In 1993, Rogers moved to the United States to play college basketball for North Idaho College. In 1994, he transferred to Gonzaga. He was a first-team All-West Coast Conference selection as a junior in 1995–96 and a leading pre-season candidate for WCC Player of the Year in 1996–97 before breaking his foot early in the season. He was drafted in the 1997 NBA draft by the Los Angeles Lakers. He never played for the Lakers, with the team renouncing his rights in January 1999.

For the 1997–98 season, Rogers played in Spain for Real Madrid.

Rogers returned to Australia for the 1998–99 NBL season, joining the Perth Wildcats. In February 1999, he signed with the Toronto Raptors. He did not make his NBA debut due to a broken leg and fractured right ankle. He returned to Perth for the 1999–2000 NBL season, going on to be named league MVP and helping the Wildcats win the NBL championship. After four seasons, he returned to the Adelaide 36ers on a five-year contract in 2002.
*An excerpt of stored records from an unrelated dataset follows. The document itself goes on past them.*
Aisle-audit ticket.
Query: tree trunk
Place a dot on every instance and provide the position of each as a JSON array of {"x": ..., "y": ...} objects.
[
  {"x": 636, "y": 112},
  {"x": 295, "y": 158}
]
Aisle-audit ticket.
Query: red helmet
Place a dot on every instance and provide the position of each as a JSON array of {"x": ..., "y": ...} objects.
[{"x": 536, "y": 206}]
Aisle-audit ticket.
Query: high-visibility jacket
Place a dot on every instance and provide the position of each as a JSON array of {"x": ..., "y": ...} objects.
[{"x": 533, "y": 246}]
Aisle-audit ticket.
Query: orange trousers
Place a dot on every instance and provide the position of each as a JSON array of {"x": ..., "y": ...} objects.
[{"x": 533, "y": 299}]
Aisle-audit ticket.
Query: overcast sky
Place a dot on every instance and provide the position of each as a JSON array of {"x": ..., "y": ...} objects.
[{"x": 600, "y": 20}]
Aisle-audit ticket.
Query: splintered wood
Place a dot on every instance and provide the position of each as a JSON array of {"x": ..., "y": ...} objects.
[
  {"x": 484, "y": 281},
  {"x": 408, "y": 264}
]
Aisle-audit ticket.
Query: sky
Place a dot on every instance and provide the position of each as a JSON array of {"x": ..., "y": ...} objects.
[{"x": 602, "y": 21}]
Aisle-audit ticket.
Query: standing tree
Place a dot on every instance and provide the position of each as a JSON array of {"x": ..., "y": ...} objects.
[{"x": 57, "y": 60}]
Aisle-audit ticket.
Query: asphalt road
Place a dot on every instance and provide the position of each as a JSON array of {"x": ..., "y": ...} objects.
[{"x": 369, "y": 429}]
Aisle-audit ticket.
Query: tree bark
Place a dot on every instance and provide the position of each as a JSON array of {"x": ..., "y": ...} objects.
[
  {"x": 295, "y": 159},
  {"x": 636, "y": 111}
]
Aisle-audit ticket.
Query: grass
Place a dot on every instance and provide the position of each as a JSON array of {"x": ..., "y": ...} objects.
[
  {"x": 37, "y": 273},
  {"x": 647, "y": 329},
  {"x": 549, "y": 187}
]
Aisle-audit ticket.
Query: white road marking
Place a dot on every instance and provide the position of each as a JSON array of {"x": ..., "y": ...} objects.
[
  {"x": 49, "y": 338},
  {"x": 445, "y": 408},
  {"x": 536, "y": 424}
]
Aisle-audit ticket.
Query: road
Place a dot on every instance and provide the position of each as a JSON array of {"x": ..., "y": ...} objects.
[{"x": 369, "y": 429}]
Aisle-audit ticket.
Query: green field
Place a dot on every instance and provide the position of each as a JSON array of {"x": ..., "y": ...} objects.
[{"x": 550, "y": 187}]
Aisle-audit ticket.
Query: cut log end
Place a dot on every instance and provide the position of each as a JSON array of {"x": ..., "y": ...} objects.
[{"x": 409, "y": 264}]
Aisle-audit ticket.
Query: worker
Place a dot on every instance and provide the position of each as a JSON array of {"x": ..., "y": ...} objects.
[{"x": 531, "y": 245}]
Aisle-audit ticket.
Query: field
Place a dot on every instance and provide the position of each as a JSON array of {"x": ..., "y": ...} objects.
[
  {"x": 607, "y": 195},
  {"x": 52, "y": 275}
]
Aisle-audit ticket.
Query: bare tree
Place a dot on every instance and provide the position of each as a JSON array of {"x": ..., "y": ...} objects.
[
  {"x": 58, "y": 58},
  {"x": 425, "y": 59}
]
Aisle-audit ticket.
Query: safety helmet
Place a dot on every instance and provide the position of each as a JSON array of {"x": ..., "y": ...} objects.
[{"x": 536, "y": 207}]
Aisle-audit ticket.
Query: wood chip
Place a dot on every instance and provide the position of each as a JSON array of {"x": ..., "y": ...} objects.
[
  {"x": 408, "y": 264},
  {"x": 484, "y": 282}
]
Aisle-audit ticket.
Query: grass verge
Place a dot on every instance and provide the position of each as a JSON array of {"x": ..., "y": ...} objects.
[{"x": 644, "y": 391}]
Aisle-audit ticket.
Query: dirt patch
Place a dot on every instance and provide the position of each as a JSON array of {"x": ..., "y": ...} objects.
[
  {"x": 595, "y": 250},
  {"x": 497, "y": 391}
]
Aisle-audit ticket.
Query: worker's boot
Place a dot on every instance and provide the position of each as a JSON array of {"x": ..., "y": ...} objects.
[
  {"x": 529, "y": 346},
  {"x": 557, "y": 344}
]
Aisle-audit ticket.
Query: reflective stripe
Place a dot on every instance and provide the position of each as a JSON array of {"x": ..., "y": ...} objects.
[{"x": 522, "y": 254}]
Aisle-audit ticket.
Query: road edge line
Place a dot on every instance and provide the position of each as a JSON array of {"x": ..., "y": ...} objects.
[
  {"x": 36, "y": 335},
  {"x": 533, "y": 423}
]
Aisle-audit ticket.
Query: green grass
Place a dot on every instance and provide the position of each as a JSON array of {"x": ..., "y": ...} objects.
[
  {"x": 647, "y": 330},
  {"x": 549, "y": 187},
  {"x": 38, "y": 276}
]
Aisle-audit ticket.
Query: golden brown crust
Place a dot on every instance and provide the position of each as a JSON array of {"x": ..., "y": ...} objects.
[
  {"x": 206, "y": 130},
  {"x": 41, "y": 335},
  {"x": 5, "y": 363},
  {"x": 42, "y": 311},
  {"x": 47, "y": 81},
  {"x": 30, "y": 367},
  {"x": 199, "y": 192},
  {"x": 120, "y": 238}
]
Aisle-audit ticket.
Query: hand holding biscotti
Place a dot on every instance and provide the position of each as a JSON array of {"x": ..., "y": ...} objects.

Rogers returned to Spain in 2003, playing the next two seasons for Casademont Girona.

Rogers returned to the Perth Wildcats in 2005. He was named captain of the Wildcats for the 2006–07 NBL season. Rogers was restricted to two matches in the 2008–09 NBL season due to a knee injury and a ruptured disc in his back that required surgery. In October 2009, he suffered a torn triceps and then an infected elbow, which ruled him out for the rest of the 2009–10 NBL season. In March 2010, he retired from the NBL after the Wildcats won the championship. He had stints in the State Basketball League (SBL) with the Willetton Tigers (2006) and East Perth Eagles (2010).

Rogers was named in the Perth Wildcats 30th and 40th Anniversary teams.

In July 2023, Rogers was inducted into the Basketball WA Hall of Fame.

===National team===
Rogers represented Australia at the 1998 FIBA World Championship in Athens, the 2000 Summer Olympic Games in Sydney, and again at the 2004 Olympics in Athens.

==Coaching career==
Rogers joined the Warwick Senators women's team as an assistant coach for the 2024 NBL1 West season. He returned as Senators women's assistant in 2025 and again in 2026. The Senators reached their second straight NBL1 West Grand Final in 2026, where they defeated the Cockburn Cougars 102–76 to win the championship. The team's head coach, Brad Robbins, missed the grand final due to his Australian Emus international duties; Rogers subsequently took over as acting head coach for the game.

==Personal life==
Rogers has dual Australian-British nationality.

Rogers and his wife Rennae have four children. Up until 2022, he and his family lived in Denmark, Western Australia.

As of July 2024, Rogers was teaching at John Septimus Roe Anglican Community School in Perth.